Como adora prender, Moraes inventou a captura em bloco, revogou a individualização da pena, instituiu o julgamento por lotes e, talvez para livrar-se de contas complicadas, resolveu que todos os réus merecem 17 anos numa cela. Um invasor do Palácio do Planalto foi filmado destruindo o relógio de grande valor histórico? Dezessete anos. Uma jovem mãe de duas crianças usou o batom para escrever num monumento a frase “Perdeu, Mané”? Dezessete anos. Alguém agoniza lutando contra um câncer? Os 17 anos só serão encurtados pela morte. Um morador de rua, que por decreto do Supremo não pode ser removido do espaço público que ocupa mesmo se o destino for um abrigo público, resolveu zanzar pela Praça dos Três Poderes justo naquele 8 de janeiro? Esse não escapou da cela em que dormiu por um ano e meio. Mas ao menos foi liberado dessa pena-padrão, que vem sempre acompanhada pela multa que os condenados só poderiam pagar se fossem autorizados a assaltar um banco.
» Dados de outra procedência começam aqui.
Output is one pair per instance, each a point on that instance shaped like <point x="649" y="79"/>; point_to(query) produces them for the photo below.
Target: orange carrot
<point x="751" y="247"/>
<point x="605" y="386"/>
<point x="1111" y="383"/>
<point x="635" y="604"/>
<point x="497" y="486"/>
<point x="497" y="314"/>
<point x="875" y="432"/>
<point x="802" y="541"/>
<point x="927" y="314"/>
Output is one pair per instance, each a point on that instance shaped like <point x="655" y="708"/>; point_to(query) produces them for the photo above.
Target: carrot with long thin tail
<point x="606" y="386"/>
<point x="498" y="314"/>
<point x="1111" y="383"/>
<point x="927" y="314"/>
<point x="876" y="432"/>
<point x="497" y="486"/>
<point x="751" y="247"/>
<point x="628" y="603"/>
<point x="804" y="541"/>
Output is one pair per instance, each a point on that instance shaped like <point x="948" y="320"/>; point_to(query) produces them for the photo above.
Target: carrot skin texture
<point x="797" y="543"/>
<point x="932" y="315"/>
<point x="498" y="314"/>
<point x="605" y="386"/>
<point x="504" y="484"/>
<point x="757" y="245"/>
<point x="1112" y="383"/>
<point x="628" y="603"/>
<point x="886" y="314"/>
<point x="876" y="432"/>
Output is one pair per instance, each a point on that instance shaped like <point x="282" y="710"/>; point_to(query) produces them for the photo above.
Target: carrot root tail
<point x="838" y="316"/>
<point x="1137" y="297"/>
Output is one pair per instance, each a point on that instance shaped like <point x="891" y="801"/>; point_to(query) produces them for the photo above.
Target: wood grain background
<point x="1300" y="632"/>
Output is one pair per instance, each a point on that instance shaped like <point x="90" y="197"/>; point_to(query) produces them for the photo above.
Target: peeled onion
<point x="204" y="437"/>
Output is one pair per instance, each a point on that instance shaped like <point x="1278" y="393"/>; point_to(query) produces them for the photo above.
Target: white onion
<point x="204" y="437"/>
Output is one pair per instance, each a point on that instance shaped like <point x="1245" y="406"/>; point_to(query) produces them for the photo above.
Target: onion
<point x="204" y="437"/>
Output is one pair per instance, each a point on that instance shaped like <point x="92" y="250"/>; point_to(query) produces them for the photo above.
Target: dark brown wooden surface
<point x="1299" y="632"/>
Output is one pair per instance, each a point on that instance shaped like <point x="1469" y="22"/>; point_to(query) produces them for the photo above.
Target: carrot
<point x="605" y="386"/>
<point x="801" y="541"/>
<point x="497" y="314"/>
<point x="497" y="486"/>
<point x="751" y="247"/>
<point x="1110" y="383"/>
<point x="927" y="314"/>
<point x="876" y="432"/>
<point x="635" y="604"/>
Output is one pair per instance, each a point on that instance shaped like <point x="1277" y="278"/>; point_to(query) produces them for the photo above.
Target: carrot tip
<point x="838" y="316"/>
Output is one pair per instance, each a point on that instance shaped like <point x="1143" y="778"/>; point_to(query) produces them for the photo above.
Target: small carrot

O ministro gosta tanto de confiscar o direito de ir e vir que acabou parindo a “meia liberdade”. Quem é solto por inexistência de provas de culpa continua prisioneiro de restrições humilhantes, abusivas, desnecessárias e, sobretudo, perversas. A menos que assinem um documento em que assumem a autoria de crimes não praticados, os liberados do presídio viram prisioneiros da medieval tornozeleira eletrônica. Têm de apresentar-se a alguma autoridade no fórum da comarca, não podem sair de casa no período noturno, nem têm acesso a redes sociais. Até quando? Ninguém sabe. Tudo somado, está claro que Moraes odeia libertar, sobretudo quando o nome no alvará de soltura figura na lista dos perseguidos preferenciais.

Num diálogo com Tagliaferro também eternizado em áudio, Vieira referiu-se a uma escura marca de nascença. “Ele cismou com esse caso, e quando ele cisma é uma tragédia”, disse o braço direito do Primeiro Carcereiro. Moraes anda cismado com meio mundo, mas seu fígado provavelmente lateja quando lida com perseguidos preferenciais. O ex-deputado Daniel Silveira é um deles. Outro é Filipe Martins, ex-assessor para Assuntos Internacionais de Jair Bolsonaro. Acusado de ter viajado para os Estados Unidos no fim do ano passado em companhia do ex-presidente, Martins ficou seis meses num presídio no Paraná. O abundante acervo de provas acumulado em meio ano — cópias de passagens aéreas, recibos de Uber, notas fiscais, documentos da Latam, até mesmo um informe oficial do governo americano — comprovou que Martins não embarcara com Bolsonaro nem dera as caras nos Estados Unidos. Ficara com sua mulher em Ponta Grossa, no Paraná.

Depois de dois pareceres favoráveis da Procuradoria-Geral da República, Martins conseguiu o alvará de soltura neste 9 de agosto. A tornozeleira avisa que ele saiu da cadeia, mas não está em liberdade. Na próxima edição, os leitores desta coluna saberão como é o cotidiano de alguém com quem Moraes cismou. Até lá, ele terá de contornar a catarata de irregularidades divulgadas pela Folha. Não são poucos os que há cinco anos cismam com Moraes. Depois desta semana, serão contados em milhões os brasileiros inconformados com a tirania do Judiciário — e sem paciência para continuar esperando a restauração da plena democracia.